Wing Span: 3/4 - 7/8 inches (1.8 - 2.3 cm).
Life History: Dotted-Blues usually stay near their host plants. Males patrol around the host plants all day to find females. Eggs are laid singly on flowers or buds; caterpillars eat flowers and fruits and are tended by ants. Chrysalids hibernate in leaf litter.
Flight: One flight from mid-May to October depending on host and location.
Caterpillar Hosts: Various Eriogonum species including Nude Buckwheat, Wright\'s Buckwheat, Inflated Buckwheat, and others.
Adult Food: Flower nectar, especially from Eriogonum.

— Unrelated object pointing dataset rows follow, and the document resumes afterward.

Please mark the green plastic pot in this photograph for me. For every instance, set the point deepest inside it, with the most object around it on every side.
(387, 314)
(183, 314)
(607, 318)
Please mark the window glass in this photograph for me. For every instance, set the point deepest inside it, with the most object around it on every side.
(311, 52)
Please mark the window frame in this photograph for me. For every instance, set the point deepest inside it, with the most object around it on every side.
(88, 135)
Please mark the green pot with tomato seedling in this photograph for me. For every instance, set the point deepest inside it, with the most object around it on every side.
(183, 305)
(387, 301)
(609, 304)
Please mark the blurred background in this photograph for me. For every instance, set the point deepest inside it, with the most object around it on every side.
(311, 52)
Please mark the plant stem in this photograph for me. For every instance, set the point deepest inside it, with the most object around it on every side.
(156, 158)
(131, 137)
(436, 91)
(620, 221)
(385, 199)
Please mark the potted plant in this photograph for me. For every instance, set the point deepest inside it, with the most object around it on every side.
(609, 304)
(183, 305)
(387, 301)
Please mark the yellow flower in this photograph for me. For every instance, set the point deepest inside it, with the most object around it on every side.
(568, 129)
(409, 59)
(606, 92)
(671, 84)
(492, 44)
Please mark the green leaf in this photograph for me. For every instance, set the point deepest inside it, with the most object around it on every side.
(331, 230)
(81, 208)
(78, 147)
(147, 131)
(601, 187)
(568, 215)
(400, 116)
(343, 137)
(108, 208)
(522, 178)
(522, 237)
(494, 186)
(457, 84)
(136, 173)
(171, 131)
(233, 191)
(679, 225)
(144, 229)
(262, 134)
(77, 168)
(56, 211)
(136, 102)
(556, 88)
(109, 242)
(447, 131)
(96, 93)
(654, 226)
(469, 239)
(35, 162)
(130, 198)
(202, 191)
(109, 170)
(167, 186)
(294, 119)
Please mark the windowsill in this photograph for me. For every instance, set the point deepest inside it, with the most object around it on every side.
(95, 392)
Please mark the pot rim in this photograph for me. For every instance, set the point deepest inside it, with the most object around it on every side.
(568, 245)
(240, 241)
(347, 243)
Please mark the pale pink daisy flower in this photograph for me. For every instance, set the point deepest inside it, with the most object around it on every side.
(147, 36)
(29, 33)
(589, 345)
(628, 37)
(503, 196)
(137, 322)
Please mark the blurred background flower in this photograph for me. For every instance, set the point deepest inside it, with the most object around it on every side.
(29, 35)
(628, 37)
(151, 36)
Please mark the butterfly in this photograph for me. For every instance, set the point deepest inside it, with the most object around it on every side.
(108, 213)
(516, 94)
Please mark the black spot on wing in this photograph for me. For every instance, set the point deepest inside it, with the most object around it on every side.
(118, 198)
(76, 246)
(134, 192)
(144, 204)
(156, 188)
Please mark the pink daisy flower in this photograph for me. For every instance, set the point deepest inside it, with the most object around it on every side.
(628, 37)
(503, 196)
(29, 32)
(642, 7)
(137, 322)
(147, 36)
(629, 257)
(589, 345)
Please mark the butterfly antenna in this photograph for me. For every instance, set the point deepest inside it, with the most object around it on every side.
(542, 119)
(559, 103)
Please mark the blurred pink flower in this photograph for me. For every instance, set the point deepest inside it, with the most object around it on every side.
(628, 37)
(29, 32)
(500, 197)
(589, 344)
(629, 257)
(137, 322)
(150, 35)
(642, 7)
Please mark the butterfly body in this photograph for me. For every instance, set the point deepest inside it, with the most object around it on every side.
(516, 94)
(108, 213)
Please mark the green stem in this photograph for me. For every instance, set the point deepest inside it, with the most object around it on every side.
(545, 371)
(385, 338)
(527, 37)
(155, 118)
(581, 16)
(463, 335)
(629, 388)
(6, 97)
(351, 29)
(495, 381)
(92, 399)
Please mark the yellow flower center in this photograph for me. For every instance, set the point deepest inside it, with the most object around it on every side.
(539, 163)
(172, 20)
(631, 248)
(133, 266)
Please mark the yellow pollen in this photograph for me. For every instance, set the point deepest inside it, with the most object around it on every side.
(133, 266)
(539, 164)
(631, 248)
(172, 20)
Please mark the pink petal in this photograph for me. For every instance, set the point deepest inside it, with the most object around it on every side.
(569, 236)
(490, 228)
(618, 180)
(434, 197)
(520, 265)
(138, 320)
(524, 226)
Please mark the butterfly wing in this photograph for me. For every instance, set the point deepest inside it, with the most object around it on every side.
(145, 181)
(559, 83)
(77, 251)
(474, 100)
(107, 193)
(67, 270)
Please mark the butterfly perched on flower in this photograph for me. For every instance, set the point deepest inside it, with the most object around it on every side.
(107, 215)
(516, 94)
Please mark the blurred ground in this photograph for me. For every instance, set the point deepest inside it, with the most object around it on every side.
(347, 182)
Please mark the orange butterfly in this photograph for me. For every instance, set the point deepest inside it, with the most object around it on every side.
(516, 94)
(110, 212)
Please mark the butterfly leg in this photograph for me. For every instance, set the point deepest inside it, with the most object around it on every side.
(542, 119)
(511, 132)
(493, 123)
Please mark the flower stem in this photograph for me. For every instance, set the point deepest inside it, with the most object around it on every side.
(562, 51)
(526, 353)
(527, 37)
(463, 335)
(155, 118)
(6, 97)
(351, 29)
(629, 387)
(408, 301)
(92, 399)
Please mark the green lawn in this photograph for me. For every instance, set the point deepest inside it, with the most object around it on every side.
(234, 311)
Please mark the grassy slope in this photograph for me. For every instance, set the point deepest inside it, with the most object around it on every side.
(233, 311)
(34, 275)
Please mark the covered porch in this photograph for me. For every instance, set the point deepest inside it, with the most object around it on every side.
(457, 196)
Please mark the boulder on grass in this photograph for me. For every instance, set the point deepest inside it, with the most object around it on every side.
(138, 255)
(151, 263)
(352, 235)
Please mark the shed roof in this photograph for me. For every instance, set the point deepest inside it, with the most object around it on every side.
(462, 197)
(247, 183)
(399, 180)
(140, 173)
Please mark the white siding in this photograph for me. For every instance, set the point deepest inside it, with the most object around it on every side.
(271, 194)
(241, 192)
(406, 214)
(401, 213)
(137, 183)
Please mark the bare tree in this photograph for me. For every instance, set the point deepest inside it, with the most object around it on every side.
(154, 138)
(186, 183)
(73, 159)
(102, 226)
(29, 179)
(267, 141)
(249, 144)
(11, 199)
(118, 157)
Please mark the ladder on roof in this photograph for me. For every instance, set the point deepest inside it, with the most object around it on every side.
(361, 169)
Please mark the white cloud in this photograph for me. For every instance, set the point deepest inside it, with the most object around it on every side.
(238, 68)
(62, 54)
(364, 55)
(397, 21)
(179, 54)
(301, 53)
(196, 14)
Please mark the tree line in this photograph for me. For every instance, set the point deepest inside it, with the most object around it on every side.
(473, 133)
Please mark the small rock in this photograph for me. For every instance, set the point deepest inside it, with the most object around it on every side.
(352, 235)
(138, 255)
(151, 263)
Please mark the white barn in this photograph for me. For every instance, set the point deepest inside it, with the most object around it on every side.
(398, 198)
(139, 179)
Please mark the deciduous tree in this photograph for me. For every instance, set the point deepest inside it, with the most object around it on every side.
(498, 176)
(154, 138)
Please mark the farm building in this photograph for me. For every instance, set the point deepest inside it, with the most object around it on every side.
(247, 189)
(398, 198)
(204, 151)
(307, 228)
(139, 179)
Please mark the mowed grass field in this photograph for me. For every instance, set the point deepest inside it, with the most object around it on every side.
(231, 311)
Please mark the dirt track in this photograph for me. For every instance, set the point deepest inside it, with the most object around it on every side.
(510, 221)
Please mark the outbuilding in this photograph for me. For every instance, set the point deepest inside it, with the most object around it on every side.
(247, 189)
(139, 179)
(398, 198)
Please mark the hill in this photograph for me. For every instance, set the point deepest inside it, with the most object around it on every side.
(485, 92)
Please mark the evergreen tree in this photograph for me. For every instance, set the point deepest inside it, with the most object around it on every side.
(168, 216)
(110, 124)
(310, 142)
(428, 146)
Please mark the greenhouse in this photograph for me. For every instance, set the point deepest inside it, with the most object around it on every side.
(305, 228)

Habitat: Sun-exposed rocky or sandy flats or slopes in foothills, mountains, desert, and along coast.
Range: Scattered distribution throughout the western United States from Washington south through Pacific Coast states to northern Baja California. Also Nevada and northwest Arizona.
Conservation: Smith\'s dotted-blue, Euphilotes enoptes smithi, is endangered because its California coastal habitat is being damaged by increased human activity including housing developments, recreation, and sand mining. Its status in complicated because of the recent description of subspecies arenacola Emmel, Emmel, and Pratt for part of its distribution. Other subspecies from more interior locations may be threatened by invasion of exotic cheatgrass and the eventual fires that often result from such invasion.
NCGR: G5 - Demonstrably secure globally, though it may be quite rare in parts of its range, especially at the periphery. Smith\'s dotted-blue has The Nature Conservancy rank of T1,T2 - Imperiled because of rarity (6 to 20 occurrences), or because of other factors demonstrably making it very vulnerable to extinction throughout its range. (Endangered throughout its range). Other recently described subspecies have ranks of T1.
Management Needs: Conserve habitats for Smith\'s blue and maintain host plant populations. Determine conservation status of other subspecies.